Load iris.csv to two separate numpy arrays X, y
Load features into X [sepal.length, sepal.width, petal.length, petal.width]
Load labels into y [0,1]
Randomize X and corresponding y simultaneously
X_train = first 80% of X y_train = first 80% of y X_test = rest X y_test = rest y
k = 5
X_train = (M, N) # N columns with M rows [for this case N should be 4]
y_train = (M, 1) # 1 columns with M rows
X_test = (M’, N) # N columns with M’ rows [for this case N should be 4]
y_test = (M’, 1) # 1 columns with M’ rows
y_test_predicted = new numpy array of size M’

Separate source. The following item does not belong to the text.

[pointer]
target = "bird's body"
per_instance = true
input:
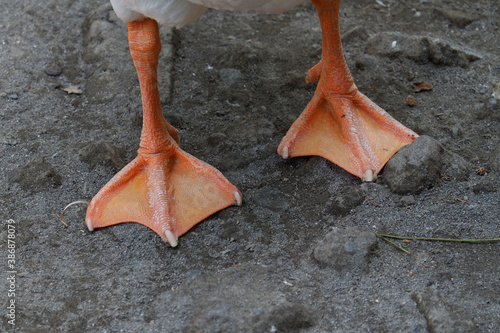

for i in range(len(X_test)):
x_test = X_test[i]
D = new numpy array of size M
D = Calculate euclidean distances between x_test and X_train
min_dist_indices = find k indices in D where values are minimum
y_neighbor = y_train[ min_dist_indices ]
y_test_predicted[ i ] = the value that occurs most in y_neighbor
Metrics Calculation
Calculate the accuracy by comparing y_test and y_test_predicted
Print the accuracy (Test)
- Pandas library for csv read and shuffling
- Load csv into numpy array
- shuffle two numpy arrays together
- train test split
- distance between two numpy arrays
- numpy.argmin